I'm so glad you love it too.
no subject
Date: 2012-03-11 01:36 am (UTC)But the beautiful comparison of Max Mayhem books and Counterinsurgence Video games stacked against Van Houten's Imperial Affliction and the Anne Frank House...the idea of the action hero saving kids, and the quiet struggle against disease...
Have you seen the film Tree of Life? It oddly echoed this book's themes, but less coherently and with far less humor and pathos.
Thank you so much for recommending it. ;-)
no subject
Date: 2012-03-11 01:43 am (UTC)no subject
Date: 2012-03-11 12:19 pm (UTC)Yes.
Have you seen the film Tree of Life?
It's odd - I went to see it last summer, and then walked out early on because I couldn't stand the sound: so many lines were spoken in a whisper, and that particular kind of whisper in a film is, for some reason, like nails on chalkboard to me - I find it unbearable. I just couldn't stand it, so I left.
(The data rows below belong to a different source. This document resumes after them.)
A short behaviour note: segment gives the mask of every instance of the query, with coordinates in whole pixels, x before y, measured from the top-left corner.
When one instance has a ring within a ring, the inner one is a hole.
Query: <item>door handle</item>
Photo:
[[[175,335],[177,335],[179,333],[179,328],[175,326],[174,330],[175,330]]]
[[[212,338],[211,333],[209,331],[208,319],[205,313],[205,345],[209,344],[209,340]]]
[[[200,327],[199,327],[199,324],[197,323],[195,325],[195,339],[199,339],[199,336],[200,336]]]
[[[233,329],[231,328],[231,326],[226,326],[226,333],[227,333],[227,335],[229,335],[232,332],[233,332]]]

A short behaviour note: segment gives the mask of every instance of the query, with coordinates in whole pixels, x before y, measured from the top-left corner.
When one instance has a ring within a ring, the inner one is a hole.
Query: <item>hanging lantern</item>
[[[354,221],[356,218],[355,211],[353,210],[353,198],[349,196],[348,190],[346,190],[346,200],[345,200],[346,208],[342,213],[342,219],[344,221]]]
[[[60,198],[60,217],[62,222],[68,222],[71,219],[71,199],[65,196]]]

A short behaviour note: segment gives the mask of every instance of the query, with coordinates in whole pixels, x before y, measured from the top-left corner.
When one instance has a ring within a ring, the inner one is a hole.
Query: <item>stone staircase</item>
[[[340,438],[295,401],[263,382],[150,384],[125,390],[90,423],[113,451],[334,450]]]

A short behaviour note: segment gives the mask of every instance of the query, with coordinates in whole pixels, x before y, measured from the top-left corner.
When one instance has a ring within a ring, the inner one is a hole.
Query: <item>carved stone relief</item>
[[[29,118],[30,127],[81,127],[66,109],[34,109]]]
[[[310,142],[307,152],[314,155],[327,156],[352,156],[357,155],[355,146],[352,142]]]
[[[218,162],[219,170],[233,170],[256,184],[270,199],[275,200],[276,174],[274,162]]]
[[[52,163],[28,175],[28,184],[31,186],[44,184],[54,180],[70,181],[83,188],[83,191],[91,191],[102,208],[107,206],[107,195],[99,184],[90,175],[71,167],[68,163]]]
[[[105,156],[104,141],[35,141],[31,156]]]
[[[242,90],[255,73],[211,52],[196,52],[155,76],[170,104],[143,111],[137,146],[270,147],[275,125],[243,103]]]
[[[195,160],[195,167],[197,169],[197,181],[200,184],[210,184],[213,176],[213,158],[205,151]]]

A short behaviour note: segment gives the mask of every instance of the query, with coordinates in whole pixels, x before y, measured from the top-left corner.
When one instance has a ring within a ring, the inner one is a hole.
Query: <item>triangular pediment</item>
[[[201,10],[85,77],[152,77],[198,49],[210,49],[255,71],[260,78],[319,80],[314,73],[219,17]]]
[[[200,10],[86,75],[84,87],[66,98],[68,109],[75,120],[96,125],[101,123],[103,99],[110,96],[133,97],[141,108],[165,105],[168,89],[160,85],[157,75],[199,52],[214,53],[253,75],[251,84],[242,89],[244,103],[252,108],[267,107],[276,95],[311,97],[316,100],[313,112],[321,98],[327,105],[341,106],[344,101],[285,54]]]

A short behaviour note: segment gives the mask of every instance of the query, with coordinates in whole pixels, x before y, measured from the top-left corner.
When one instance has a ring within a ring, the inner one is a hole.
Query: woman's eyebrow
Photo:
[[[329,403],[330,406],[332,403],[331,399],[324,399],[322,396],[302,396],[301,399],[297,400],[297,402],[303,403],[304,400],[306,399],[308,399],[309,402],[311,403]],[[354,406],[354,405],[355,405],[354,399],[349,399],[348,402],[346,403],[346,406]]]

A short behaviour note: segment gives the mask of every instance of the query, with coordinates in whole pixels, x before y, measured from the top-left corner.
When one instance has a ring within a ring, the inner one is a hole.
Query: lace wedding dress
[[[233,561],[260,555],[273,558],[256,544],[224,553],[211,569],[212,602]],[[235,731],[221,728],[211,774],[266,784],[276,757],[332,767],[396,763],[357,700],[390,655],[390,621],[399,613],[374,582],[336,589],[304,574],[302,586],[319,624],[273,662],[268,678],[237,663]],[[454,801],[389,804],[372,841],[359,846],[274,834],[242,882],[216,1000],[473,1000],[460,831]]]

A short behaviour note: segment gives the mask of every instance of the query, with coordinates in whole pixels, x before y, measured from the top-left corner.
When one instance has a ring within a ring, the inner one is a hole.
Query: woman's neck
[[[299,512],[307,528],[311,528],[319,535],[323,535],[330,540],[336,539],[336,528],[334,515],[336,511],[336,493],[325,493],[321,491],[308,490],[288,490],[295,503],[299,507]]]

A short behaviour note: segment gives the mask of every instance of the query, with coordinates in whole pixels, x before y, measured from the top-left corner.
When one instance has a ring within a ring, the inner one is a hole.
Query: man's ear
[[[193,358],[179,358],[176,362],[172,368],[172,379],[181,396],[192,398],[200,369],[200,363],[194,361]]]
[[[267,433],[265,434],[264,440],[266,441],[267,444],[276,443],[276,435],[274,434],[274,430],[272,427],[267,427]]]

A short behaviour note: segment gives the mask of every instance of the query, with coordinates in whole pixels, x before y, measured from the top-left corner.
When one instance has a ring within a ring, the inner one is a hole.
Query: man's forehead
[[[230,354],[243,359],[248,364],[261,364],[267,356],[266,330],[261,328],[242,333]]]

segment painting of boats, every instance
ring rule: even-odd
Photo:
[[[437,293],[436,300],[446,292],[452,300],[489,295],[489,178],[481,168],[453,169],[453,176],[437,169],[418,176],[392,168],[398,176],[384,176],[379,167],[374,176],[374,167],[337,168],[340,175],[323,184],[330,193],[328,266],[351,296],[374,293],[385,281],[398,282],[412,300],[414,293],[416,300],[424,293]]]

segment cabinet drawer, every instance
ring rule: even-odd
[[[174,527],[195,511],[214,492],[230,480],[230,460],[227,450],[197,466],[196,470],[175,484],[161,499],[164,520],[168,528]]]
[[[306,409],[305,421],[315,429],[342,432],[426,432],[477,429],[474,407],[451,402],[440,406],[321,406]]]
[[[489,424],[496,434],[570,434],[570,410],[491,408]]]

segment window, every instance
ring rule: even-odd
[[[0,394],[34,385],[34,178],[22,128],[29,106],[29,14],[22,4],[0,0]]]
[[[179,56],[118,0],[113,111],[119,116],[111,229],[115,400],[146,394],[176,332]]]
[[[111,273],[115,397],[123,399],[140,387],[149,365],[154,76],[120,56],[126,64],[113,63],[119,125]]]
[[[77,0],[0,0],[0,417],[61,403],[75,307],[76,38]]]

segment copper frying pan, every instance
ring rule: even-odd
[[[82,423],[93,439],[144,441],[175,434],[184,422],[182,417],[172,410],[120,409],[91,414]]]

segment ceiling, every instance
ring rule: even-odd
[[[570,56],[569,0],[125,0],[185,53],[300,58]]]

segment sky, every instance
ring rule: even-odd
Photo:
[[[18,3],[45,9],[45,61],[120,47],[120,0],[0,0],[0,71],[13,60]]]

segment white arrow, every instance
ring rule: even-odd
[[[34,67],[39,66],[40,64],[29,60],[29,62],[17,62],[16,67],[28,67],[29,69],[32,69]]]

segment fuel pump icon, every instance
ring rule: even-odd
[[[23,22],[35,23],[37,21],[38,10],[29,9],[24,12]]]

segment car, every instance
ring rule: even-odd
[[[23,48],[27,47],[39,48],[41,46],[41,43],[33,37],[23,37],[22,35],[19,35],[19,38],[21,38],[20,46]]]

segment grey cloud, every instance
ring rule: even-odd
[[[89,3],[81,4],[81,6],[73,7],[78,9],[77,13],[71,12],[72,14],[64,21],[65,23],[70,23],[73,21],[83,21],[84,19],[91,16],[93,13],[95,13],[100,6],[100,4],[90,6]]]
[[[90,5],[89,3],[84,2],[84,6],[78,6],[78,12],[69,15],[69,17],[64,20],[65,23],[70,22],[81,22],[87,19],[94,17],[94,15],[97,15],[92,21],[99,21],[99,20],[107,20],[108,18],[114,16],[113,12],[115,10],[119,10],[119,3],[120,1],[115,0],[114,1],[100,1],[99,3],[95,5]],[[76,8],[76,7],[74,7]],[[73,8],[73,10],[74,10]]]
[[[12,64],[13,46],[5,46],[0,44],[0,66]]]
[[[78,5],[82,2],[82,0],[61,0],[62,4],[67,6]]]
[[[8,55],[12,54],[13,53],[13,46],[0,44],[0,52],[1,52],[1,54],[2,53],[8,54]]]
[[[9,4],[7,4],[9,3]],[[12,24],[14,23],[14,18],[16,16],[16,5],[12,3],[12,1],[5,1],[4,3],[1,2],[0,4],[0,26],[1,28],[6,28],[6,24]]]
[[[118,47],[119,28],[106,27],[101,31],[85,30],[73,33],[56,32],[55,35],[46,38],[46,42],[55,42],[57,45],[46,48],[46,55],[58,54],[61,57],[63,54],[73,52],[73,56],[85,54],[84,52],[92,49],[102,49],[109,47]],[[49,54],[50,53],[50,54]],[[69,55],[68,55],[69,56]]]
I am often bothered by sounds that other people don't mind. One problem I have with Farscape is that I often find the sound effects irritating, and often there is a sound that is supposed to be driving the characters crazy but I find that it drives me so crazy that I can't focus on the story. I would just mute it and put on the subtitles, but for some reason the DVDs don't have a subtitle option (why would you release a DVD without subtitles???).
Aside from the sound issue, I also found the little of Tree of Life that I saw to be a bit pretentious in an off-putting way. So...I don't think it's for me.
Thank you so much for recommending it. ;-)
♥ ♥
no subject
Date: 2012-03-11 08:18 pm (UTC)Oh it is. Very much so. Plus incredibly self-indulgent in places. Not to mention redundant. But, hey, lots of pretty pictures.
You didn't miss anything - the theme is expressed far better in Fault in Our Stars.
Regarding the sound thing and Farscape? You may not be able to get past that unfortunately. I had issues with that - very hard to hear some of the dialogue. No there's no subtitles, annoying that. I think managed to get the close captioning to work though - can't remember how I did it though. I used the tv remote not the DVD remote and somehow it worked. But I haven't been able to figure it out a second time. This happens to me a lot - I'll get something to work but I'll have no idea how I did it, so can't replicate the process.